The Wonderware InTouch Compatibility Matrix.
The InTouch startup screen appeared. Alarms initialized. Tags went live. The bourbon aging line’s simulated temperature curve rose smoothly on the trend chart.
Three: The new edge servers she’d just unboxed ran Windows 11 IoT Enterprise. wonderware intouch compatibility matrix
Then, at 3:22 PM, the historian stopped logging.
“Unsupported doesn’t mean won’t work,” she whispered, echoing the engineer’s prayer. “It means they won’t help you when it breaks.” The Wonderware InTouch Compatibility Matrix
She pulled up the PDF on her tablet. Wonderware InTouch 10.1 , it read. Supported OS: Windows 7 SP1, Windows Server 2008 R2. Unsupported: Windows 10 21H2, Windows 11 (all builds).

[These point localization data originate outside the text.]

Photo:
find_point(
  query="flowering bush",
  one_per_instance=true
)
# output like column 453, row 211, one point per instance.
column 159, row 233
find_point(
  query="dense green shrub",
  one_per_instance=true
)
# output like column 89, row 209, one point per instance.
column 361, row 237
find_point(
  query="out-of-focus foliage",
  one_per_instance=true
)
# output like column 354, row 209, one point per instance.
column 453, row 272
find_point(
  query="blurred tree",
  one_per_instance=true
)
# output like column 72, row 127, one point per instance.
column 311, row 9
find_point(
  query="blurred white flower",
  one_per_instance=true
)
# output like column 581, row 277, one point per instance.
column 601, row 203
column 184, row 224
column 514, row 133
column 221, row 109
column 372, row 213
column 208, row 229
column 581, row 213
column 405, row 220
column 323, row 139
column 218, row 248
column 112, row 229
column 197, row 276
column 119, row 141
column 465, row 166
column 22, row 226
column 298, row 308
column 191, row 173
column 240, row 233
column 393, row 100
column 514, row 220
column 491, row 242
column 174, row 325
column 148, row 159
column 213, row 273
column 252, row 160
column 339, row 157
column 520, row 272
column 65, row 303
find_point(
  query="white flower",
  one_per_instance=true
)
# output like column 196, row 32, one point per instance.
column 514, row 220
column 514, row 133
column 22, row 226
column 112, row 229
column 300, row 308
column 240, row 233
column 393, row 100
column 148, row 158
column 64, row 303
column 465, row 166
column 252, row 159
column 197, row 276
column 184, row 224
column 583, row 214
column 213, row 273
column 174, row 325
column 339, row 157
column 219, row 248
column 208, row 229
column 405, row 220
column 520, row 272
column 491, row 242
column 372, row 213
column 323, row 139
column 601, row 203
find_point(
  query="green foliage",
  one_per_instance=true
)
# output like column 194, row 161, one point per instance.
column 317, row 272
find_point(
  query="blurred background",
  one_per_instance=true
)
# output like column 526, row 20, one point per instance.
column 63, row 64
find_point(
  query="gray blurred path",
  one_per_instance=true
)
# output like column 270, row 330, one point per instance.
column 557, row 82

The problem, as Marta saw it, wasn’t hardware. It was compatibility. And compatibility, in the world of industrial automation, was a dark art. There was no single scroll, no golden tablet. There was only the Matrix —the unofficial, semi-mythical document passed between controls engineers in hushed tones over stale coffee at user group meetings. Tags went live
At 5:00 PM, the production manager poked his head in. “Well?”